Developers will add more than 1,250 apartments to the downtown market this year and are working on plans to build as many as 8,000 units over the next four years, according to a report by Appraisal Research Counselors, a Chicago real estate consultancy. That would increase the total 44% to roughly 30,250 units.

Condominiums have been the property type of choice for many downtown developers, but some now are turning to apartments as the condo market slows.

The rental market, meanwhile, is surging after a long slump, as an improved job market boosts demand for apartments and thousands of units are converted into condos, shrinking supply. The number of units fell 25% since 1991.
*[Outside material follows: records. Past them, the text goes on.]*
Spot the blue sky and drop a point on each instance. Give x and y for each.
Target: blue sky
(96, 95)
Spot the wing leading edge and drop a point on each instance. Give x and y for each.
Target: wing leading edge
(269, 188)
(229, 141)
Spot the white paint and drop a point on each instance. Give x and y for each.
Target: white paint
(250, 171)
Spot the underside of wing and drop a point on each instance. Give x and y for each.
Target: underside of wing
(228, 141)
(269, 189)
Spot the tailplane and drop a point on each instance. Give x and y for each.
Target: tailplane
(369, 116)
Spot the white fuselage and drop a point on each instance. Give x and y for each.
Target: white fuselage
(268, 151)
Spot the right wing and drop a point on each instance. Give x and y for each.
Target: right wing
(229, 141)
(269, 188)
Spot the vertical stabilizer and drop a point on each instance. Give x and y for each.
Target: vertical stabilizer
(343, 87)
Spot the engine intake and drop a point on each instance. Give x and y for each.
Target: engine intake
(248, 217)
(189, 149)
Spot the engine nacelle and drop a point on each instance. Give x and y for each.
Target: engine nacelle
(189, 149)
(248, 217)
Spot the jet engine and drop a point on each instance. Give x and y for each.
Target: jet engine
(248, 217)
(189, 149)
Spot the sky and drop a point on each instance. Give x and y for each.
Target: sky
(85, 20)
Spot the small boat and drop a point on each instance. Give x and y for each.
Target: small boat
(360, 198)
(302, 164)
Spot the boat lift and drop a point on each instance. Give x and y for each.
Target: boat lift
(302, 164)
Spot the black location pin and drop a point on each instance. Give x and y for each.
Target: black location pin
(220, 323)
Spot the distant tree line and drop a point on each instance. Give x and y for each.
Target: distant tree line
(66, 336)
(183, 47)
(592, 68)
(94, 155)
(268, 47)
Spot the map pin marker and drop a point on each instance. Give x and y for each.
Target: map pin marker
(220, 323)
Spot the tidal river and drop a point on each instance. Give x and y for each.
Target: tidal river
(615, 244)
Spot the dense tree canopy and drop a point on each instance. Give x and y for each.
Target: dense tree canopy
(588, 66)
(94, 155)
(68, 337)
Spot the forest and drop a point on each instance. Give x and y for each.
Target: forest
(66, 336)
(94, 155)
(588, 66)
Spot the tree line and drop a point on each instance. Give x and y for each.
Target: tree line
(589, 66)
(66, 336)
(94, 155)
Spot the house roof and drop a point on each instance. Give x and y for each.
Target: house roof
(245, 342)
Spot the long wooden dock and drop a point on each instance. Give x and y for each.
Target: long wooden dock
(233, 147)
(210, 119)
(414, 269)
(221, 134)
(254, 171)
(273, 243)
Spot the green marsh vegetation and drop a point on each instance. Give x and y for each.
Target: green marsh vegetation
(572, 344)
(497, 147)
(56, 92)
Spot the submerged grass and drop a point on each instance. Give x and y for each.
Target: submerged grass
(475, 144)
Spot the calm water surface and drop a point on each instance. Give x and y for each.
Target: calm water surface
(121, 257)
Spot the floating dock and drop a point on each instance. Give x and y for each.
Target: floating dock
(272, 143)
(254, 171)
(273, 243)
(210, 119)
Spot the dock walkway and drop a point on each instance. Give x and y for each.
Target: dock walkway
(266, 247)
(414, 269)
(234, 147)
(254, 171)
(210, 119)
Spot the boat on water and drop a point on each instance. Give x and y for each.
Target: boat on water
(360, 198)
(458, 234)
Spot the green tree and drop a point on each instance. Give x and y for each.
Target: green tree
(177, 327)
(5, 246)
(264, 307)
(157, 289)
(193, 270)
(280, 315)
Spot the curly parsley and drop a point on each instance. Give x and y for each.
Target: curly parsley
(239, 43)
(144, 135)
"Supply has gone way down and with the rise in rents and occupancies, a lot of these projects are feasible right now," says Appraisal Research Vice-president Ron DeVries.

After bottoming out at 89.7% in 2002, the downtown rental occupancy rate hit 97.2% at the end of the second quarter, according to Appraisal Research.

With the upper hand over tenants, downtown landlords have nixed concessions like free rent, fueling a 13% increase in effective rents at luxury buildings over the past year.

The timing couldn't be better for a few developers who are close to completing projects, including Chicago-based Golub & Co., which is leasing units at the Streeter, a 481-unit tower at 345 E. Ohio St., and Fifield Cos. of Chicago, which is wrapping up the 450-unit Residences at Left Bank at 300 N. Canal St.

Yet the party is about to get more crowded. Five new buildings accounting for 1,976 units are expected to open in 2008. Dallas-based Lincoln Property Co. and Amli Residential of Chicago each have South Loop projects in the works, and Chicago's Magellan Development Group LLC is working on two East Loop towers with a combined 1,083 units.

On top of that, Appraisal Research is tracking projects that could add about 5,562 apartments to the market over the next four years. With a slowing condo market, some condo developers are thinking about selling their sites to firms that build apartments, or even doing it themselves.
The question is whether the exuberance of developers will come back to haunt them when the supply of apartments exceeds demand. Appraisal Research's Mr. DeVries says he's not overly concerned, noting that condo conversions have removed so many apartments from the market that there are actually fewer rental units downtown now than there were 15 years ago.

"I think the market is there to absorb" extra supply, says Matthew Lawton, who sells apartment buildings and lines up financing as senior managing director in the Chicago office of Holliday Fenoglio Fowler L.P. "Will it put a governor on . . . rent growth? Absolutely."